Moreover, the N-H stretching frequencies at 3319 and 3266 cm−1 correspond to a hydrogen bond network (Fig. 3A). The Raman spectrum contained a peak at 1652 cm−1, indicating a helical structure for individual peptides and is consistent with the FTIR spectra (Fig. 3B). Therefore, we demonstrated that helical BDCP-1-R is the building block for nanostructure assembly.
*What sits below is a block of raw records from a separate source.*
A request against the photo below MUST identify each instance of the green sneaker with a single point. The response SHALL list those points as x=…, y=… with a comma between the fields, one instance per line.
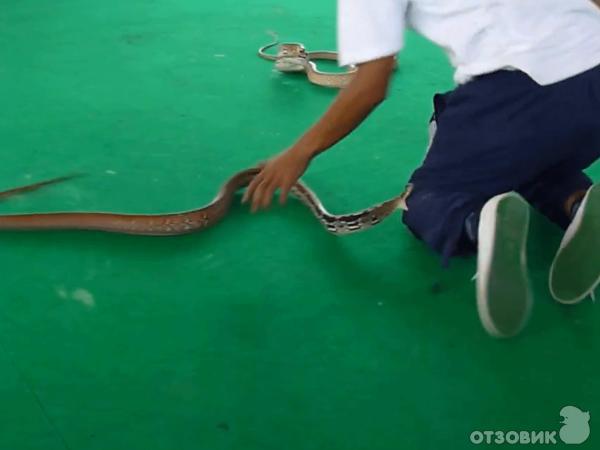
x=504, y=297
x=575, y=271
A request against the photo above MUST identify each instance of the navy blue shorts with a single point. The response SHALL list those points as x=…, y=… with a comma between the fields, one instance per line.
x=504, y=132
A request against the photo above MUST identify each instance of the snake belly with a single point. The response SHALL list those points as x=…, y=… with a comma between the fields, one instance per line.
x=179, y=223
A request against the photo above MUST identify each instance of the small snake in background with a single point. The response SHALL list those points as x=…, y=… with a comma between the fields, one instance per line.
x=293, y=57
x=179, y=223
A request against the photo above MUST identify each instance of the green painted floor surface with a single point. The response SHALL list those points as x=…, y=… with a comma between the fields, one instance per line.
x=265, y=333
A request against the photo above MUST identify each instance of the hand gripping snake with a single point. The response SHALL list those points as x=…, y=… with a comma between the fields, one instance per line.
x=178, y=223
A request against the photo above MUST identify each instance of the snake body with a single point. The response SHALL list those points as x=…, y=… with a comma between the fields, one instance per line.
x=293, y=57
x=179, y=223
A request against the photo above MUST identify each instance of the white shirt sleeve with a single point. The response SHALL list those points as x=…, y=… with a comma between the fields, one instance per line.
x=369, y=29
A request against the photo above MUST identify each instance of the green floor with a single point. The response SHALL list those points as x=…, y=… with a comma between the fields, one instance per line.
x=265, y=333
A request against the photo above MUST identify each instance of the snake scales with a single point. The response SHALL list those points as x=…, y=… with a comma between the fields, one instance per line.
x=190, y=221
x=291, y=57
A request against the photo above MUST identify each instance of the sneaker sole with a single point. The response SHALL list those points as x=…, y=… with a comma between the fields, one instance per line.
x=575, y=271
x=504, y=297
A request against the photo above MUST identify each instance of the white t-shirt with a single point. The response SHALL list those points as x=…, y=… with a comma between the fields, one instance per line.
x=550, y=40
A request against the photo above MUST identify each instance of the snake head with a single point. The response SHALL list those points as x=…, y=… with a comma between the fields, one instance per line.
x=291, y=57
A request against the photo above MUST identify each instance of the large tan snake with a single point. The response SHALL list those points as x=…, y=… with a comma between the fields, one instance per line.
x=293, y=57
x=190, y=221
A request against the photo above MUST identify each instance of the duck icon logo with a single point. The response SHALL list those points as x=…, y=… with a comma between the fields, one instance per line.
x=576, y=428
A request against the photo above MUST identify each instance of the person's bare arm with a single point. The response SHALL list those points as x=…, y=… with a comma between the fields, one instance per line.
x=353, y=104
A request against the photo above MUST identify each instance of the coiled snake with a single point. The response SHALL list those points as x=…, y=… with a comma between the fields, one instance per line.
x=293, y=57
x=290, y=58
x=190, y=221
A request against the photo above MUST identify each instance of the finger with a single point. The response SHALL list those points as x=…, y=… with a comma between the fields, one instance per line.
x=258, y=195
x=268, y=193
x=252, y=187
x=283, y=194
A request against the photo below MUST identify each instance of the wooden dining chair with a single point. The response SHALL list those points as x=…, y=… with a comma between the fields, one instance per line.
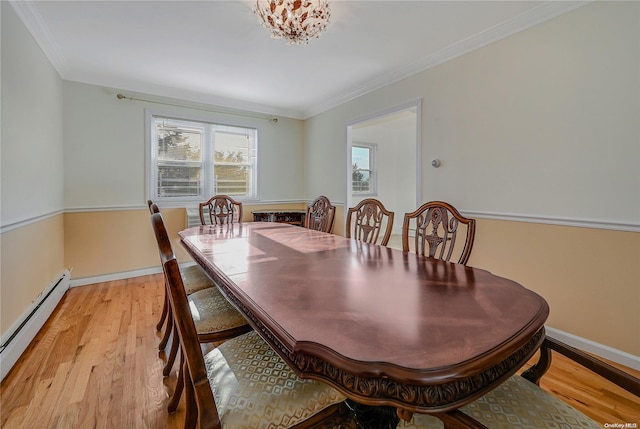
x=320, y=215
x=367, y=219
x=243, y=383
x=214, y=317
x=520, y=402
x=436, y=229
x=220, y=210
x=193, y=278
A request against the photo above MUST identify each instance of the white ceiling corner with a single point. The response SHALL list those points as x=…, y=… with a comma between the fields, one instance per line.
x=215, y=52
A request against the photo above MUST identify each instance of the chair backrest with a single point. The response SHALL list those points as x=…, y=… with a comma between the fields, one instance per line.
x=200, y=402
x=320, y=215
x=153, y=207
x=367, y=219
x=436, y=231
x=220, y=210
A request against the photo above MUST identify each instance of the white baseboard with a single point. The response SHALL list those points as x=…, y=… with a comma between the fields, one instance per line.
x=121, y=276
x=20, y=335
x=115, y=276
x=606, y=352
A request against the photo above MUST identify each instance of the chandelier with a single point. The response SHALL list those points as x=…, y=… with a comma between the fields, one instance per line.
x=296, y=21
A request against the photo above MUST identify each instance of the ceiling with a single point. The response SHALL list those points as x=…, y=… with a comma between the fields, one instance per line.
x=216, y=52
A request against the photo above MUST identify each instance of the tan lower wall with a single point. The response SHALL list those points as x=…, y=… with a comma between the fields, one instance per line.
x=108, y=242
x=589, y=277
x=32, y=257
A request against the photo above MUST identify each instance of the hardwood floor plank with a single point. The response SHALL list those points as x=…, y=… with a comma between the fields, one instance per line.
x=96, y=364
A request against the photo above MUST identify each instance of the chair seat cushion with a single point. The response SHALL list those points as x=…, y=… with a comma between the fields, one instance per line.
x=194, y=279
x=254, y=387
x=213, y=313
x=516, y=403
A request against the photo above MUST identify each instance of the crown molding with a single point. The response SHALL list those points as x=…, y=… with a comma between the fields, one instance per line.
x=546, y=11
x=28, y=13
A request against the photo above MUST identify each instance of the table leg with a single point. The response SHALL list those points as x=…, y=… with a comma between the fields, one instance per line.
x=370, y=417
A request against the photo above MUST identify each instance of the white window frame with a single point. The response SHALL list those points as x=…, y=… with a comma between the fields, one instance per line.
x=373, y=168
x=208, y=187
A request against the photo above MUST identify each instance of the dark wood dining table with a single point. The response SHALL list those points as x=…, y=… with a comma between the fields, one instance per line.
x=391, y=330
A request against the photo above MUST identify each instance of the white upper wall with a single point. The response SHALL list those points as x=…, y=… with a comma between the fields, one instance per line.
x=544, y=123
x=31, y=152
x=104, y=148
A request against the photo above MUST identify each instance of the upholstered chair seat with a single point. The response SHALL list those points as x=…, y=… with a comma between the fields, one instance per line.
x=212, y=314
x=195, y=279
x=254, y=388
x=516, y=403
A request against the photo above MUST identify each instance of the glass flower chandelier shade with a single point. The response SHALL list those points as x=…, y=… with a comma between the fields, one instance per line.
x=296, y=21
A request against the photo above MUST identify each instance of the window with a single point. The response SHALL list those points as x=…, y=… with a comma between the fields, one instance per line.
x=192, y=161
x=363, y=157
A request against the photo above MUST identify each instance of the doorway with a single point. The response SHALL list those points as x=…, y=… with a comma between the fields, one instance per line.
x=383, y=161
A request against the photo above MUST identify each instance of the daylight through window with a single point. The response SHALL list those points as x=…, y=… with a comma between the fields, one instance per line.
x=196, y=160
x=363, y=180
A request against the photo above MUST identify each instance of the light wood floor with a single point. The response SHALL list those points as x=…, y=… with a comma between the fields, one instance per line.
x=95, y=364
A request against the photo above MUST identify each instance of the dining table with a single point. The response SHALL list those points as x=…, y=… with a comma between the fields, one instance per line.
x=397, y=333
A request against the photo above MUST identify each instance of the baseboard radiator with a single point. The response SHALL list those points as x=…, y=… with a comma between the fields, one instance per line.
x=16, y=340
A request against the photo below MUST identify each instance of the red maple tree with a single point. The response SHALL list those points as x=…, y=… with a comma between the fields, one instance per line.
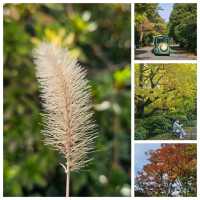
x=171, y=171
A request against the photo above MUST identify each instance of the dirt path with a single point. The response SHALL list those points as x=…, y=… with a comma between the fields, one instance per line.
x=145, y=53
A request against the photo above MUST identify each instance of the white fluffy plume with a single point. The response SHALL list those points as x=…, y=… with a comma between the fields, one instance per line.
x=69, y=126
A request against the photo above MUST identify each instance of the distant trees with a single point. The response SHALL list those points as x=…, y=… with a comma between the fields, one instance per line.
x=183, y=25
x=171, y=171
x=163, y=92
x=148, y=23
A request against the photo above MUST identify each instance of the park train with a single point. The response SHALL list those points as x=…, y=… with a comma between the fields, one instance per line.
x=161, y=45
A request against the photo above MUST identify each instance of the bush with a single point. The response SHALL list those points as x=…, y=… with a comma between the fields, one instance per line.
x=157, y=125
x=141, y=133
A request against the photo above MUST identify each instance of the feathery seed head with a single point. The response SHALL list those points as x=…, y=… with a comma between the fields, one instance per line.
x=65, y=93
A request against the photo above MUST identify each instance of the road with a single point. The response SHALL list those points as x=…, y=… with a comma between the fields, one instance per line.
x=145, y=53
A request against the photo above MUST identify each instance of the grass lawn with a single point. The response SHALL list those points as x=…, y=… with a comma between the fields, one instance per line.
x=191, y=135
x=164, y=136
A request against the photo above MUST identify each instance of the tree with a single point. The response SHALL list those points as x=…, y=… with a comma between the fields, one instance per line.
x=171, y=171
x=183, y=25
x=148, y=23
x=165, y=87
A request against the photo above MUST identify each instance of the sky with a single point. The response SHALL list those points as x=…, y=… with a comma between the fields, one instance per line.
x=165, y=11
x=140, y=157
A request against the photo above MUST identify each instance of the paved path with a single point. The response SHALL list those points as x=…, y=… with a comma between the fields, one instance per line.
x=145, y=53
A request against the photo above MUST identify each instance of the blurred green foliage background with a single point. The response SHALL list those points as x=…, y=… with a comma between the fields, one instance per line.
x=99, y=35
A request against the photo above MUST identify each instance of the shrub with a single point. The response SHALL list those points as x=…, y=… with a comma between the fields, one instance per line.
x=141, y=133
x=157, y=124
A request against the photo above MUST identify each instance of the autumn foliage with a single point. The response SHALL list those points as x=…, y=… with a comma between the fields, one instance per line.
x=171, y=171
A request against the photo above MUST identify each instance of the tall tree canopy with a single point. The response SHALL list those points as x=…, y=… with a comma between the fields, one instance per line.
x=164, y=92
x=171, y=171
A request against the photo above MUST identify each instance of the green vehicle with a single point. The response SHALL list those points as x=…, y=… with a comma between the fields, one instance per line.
x=161, y=45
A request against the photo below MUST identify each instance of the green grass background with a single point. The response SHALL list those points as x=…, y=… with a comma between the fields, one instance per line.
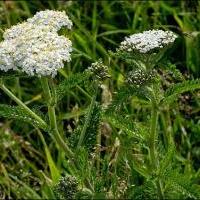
x=99, y=26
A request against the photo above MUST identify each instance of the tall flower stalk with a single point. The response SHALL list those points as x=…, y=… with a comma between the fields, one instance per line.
x=145, y=50
x=34, y=47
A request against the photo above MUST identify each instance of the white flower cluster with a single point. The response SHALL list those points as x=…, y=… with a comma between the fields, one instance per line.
x=54, y=19
x=147, y=41
x=35, y=46
x=99, y=70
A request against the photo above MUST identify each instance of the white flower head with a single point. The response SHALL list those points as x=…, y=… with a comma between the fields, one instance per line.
x=147, y=41
x=54, y=19
x=6, y=60
x=41, y=52
x=36, y=49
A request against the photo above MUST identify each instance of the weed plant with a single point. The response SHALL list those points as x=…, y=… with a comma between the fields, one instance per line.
x=120, y=120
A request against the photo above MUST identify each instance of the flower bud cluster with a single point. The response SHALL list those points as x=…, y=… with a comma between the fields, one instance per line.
x=99, y=70
x=35, y=46
x=140, y=77
x=147, y=41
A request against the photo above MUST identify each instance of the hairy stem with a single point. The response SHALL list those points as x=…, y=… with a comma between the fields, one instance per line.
x=152, y=147
x=52, y=117
x=153, y=136
x=21, y=104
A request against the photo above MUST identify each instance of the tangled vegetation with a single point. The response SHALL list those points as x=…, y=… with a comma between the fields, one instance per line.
x=106, y=108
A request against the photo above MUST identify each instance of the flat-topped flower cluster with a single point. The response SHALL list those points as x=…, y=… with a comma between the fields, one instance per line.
x=148, y=40
x=35, y=47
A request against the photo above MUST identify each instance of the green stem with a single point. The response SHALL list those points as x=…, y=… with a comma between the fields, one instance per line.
x=152, y=147
x=153, y=136
x=88, y=118
x=52, y=118
x=21, y=104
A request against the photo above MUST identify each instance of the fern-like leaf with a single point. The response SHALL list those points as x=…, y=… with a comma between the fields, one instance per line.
x=70, y=82
x=172, y=92
x=133, y=129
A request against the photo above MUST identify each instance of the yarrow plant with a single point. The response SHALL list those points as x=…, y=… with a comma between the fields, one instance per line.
x=35, y=46
x=147, y=41
x=143, y=52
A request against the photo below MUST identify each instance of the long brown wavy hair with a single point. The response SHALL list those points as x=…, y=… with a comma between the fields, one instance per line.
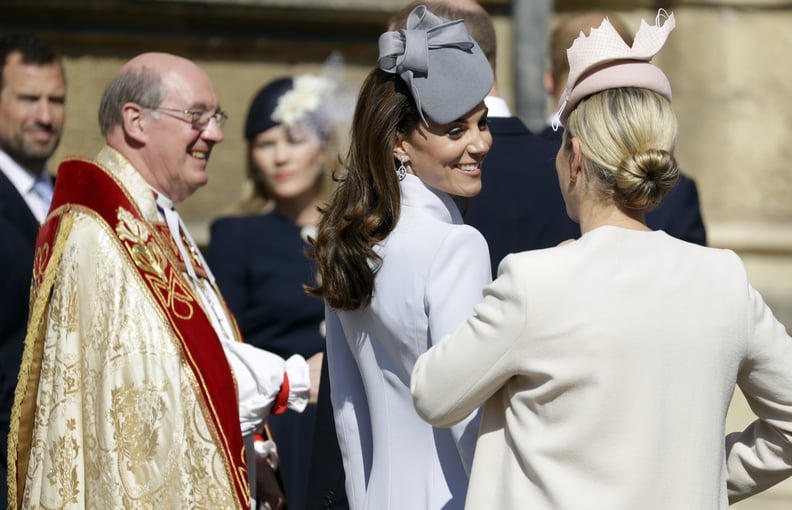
x=365, y=206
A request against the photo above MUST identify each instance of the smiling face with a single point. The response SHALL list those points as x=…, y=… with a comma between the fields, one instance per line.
x=289, y=162
x=448, y=157
x=176, y=152
x=31, y=111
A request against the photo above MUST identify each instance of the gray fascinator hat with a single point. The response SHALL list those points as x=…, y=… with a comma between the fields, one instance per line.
x=444, y=68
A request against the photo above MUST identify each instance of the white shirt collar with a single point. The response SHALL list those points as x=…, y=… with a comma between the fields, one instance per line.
x=23, y=181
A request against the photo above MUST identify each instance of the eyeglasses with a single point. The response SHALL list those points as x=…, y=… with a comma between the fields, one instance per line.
x=198, y=118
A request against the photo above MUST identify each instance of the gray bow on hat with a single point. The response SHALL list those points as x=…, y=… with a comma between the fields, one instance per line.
x=428, y=45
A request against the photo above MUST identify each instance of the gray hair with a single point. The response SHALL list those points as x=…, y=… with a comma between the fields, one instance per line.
x=141, y=86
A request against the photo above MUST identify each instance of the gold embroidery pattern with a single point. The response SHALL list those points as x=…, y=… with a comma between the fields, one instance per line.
x=63, y=453
x=40, y=264
x=149, y=257
x=136, y=414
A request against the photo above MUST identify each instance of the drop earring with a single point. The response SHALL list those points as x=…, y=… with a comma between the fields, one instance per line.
x=401, y=172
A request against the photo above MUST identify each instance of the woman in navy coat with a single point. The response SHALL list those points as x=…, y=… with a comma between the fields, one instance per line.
x=259, y=259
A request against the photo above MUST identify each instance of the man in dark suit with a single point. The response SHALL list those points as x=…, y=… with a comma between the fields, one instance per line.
x=32, y=95
x=679, y=213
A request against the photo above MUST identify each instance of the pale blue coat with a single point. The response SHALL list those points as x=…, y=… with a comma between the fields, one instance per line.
x=433, y=271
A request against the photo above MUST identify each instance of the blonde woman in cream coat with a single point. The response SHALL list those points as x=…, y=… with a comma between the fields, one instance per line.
x=606, y=365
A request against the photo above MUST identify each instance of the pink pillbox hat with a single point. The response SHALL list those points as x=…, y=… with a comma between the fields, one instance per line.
x=604, y=61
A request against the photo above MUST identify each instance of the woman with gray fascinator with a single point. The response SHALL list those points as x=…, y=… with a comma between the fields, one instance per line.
x=606, y=365
x=397, y=267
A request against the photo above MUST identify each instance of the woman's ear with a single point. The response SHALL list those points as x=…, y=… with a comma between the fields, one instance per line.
x=134, y=122
x=399, y=148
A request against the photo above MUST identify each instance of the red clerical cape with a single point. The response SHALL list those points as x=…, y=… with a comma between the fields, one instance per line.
x=84, y=186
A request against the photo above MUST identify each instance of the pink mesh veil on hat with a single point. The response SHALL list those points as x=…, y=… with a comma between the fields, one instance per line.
x=603, y=61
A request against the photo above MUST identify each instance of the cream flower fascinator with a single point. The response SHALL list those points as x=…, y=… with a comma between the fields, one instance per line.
x=604, y=61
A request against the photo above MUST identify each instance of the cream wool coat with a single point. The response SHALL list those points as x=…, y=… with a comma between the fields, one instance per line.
x=433, y=271
x=606, y=367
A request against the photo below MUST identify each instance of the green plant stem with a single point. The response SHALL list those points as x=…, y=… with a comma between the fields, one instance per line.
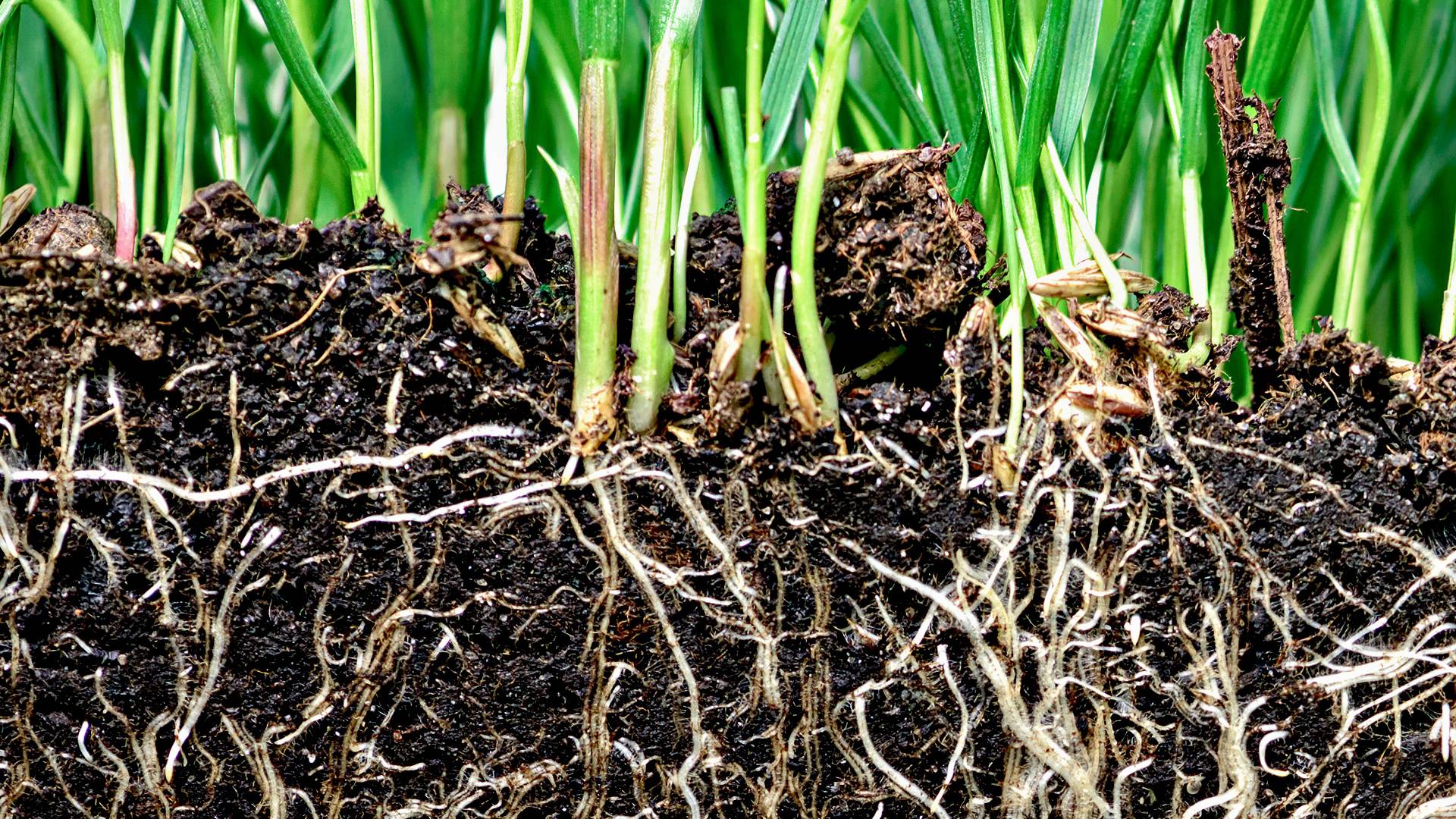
x=654, y=354
x=41, y=164
x=184, y=123
x=1116, y=287
x=517, y=44
x=218, y=83
x=753, y=295
x=1449, y=300
x=685, y=212
x=1351, y=284
x=152, y=148
x=673, y=25
x=366, y=85
x=74, y=139
x=598, y=280
x=843, y=17
x=316, y=95
x=303, y=146
x=108, y=18
x=1193, y=148
x=92, y=79
x=9, y=49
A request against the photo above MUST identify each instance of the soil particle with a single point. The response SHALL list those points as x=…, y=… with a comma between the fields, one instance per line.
x=66, y=229
x=286, y=535
x=1258, y=172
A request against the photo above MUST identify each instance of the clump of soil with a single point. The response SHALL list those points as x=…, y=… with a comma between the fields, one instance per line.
x=284, y=535
x=894, y=256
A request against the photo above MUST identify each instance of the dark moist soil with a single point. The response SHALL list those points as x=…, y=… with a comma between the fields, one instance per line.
x=284, y=537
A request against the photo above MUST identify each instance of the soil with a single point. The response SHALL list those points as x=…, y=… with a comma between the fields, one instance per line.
x=284, y=535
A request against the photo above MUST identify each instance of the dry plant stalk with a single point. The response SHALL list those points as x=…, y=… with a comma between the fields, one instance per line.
x=1258, y=172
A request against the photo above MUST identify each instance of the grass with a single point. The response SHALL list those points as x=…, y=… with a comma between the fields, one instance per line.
x=1085, y=126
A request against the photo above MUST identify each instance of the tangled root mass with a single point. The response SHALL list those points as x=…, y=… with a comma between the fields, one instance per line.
x=283, y=537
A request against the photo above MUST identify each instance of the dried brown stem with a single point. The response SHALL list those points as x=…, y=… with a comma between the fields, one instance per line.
x=1258, y=172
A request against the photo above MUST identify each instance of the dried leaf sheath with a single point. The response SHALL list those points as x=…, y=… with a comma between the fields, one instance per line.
x=1258, y=172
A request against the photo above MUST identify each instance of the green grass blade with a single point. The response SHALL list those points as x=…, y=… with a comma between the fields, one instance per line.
x=730, y=133
x=943, y=72
x=337, y=66
x=910, y=102
x=1142, y=50
x=321, y=102
x=1193, y=130
x=1107, y=89
x=873, y=120
x=1273, y=50
x=9, y=55
x=218, y=85
x=1076, y=74
x=1041, y=93
x=153, y=124
x=1351, y=286
x=965, y=83
x=41, y=164
x=788, y=63
x=1449, y=300
x=184, y=121
x=1329, y=110
x=570, y=199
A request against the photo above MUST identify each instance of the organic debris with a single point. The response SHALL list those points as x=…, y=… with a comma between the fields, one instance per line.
x=1258, y=172
x=284, y=535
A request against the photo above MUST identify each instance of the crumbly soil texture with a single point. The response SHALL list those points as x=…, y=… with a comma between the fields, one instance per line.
x=286, y=535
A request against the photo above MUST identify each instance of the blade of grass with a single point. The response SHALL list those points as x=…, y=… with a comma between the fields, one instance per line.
x=114, y=37
x=9, y=55
x=1449, y=300
x=1109, y=86
x=1193, y=148
x=303, y=145
x=92, y=80
x=41, y=164
x=337, y=66
x=152, y=149
x=450, y=53
x=788, y=63
x=965, y=83
x=1329, y=111
x=1273, y=50
x=673, y=27
x=941, y=74
x=366, y=85
x=685, y=212
x=843, y=18
x=1076, y=74
x=753, y=295
x=730, y=134
x=517, y=46
x=981, y=22
x=1131, y=80
x=321, y=102
x=218, y=83
x=593, y=226
x=1041, y=93
x=1351, y=283
x=874, y=129
x=910, y=102
x=184, y=120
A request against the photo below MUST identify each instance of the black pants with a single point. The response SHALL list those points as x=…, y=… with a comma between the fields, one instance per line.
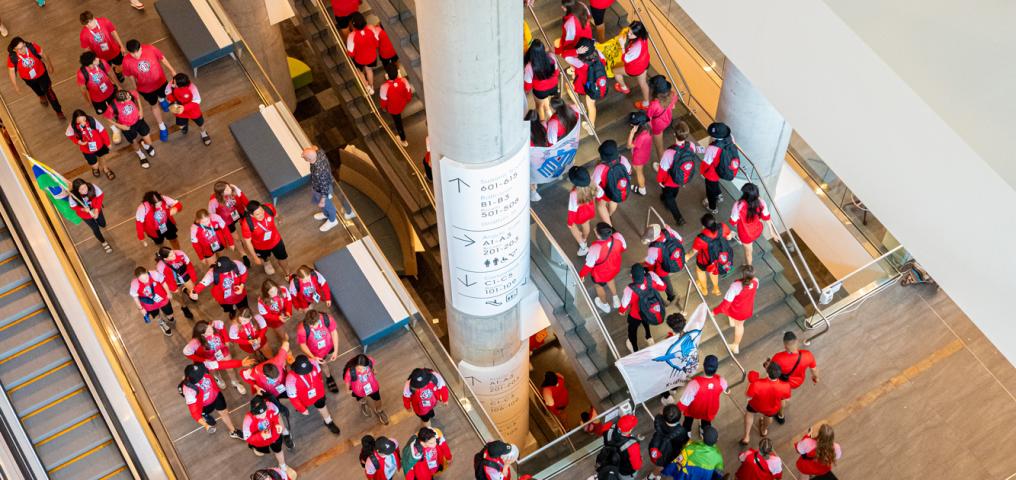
x=633, y=324
x=689, y=421
x=670, y=198
x=397, y=118
x=712, y=193
x=96, y=225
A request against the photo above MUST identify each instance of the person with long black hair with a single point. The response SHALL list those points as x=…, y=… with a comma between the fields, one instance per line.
x=86, y=200
x=749, y=216
x=541, y=75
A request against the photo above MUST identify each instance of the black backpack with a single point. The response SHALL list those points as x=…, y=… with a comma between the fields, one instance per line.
x=719, y=251
x=595, y=75
x=672, y=253
x=649, y=302
x=728, y=160
x=618, y=181
x=683, y=169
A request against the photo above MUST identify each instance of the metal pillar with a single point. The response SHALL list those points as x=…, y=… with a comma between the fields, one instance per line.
x=472, y=77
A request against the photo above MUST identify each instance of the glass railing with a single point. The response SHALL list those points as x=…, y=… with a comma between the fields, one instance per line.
x=564, y=452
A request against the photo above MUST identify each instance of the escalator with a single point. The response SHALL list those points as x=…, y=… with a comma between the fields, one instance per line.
x=41, y=378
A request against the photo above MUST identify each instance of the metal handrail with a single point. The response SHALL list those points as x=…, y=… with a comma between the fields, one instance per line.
x=425, y=186
x=712, y=318
x=563, y=74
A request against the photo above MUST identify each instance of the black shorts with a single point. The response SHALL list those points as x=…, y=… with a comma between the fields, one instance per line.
x=170, y=234
x=217, y=406
x=234, y=307
x=275, y=447
x=427, y=416
x=92, y=159
x=155, y=96
x=101, y=107
x=41, y=85
x=342, y=21
x=375, y=397
x=138, y=129
x=278, y=251
x=183, y=121
x=541, y=95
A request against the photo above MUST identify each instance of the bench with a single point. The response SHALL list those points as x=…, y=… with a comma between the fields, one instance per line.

To probe the molecular interactions in the nanostructures, ultraviolet (UV)–vis absorption and fluorescence spectroscopy were performed (31). UV-vis spectra (Fig. 3C) contained a broad absorption and increased intensity for the BDCP-1-R assemblies compared to the BDCP-1-R monomers, indicating strong π-π interactions between the stacked aromatic groups (32). The absorption of the BDCP-1-R monomers was mainly due to the n-π* transitions of the phenyl group, and the phenyl π electrons could interact with a neighboring phenyl group through π-π interactions in the assembled state. Fluorescence spectroscopy was used to measure changes in photoluminescence excitation (PLE) and emission after assembly (33). Figure 3D demonstrates that the photoluminescence (PL) and PLE spectra of BDCP-1-R were very different between the peptide nanomaterials (solid lines) and monomers (dash lines).

The red shift in the maximum emission wavelength (red solid line) indicates significant electron delocalization, suggesting strong π-π interactions in the assembly (31). Fluorescence imaging was performed on the BDCP-1-R assemblies using standard UV-blue, blue-green, and green-red filters to detect emissions (Fig. 3E). When a suitable excitation wavelength was used, the BDCP-1-R assemblies emitted blue, green, or red fluorescence. The broad range exhibited in the PL spectra by the peptide assemblies indicates they are promising candidates for use in optical and imaging technologies.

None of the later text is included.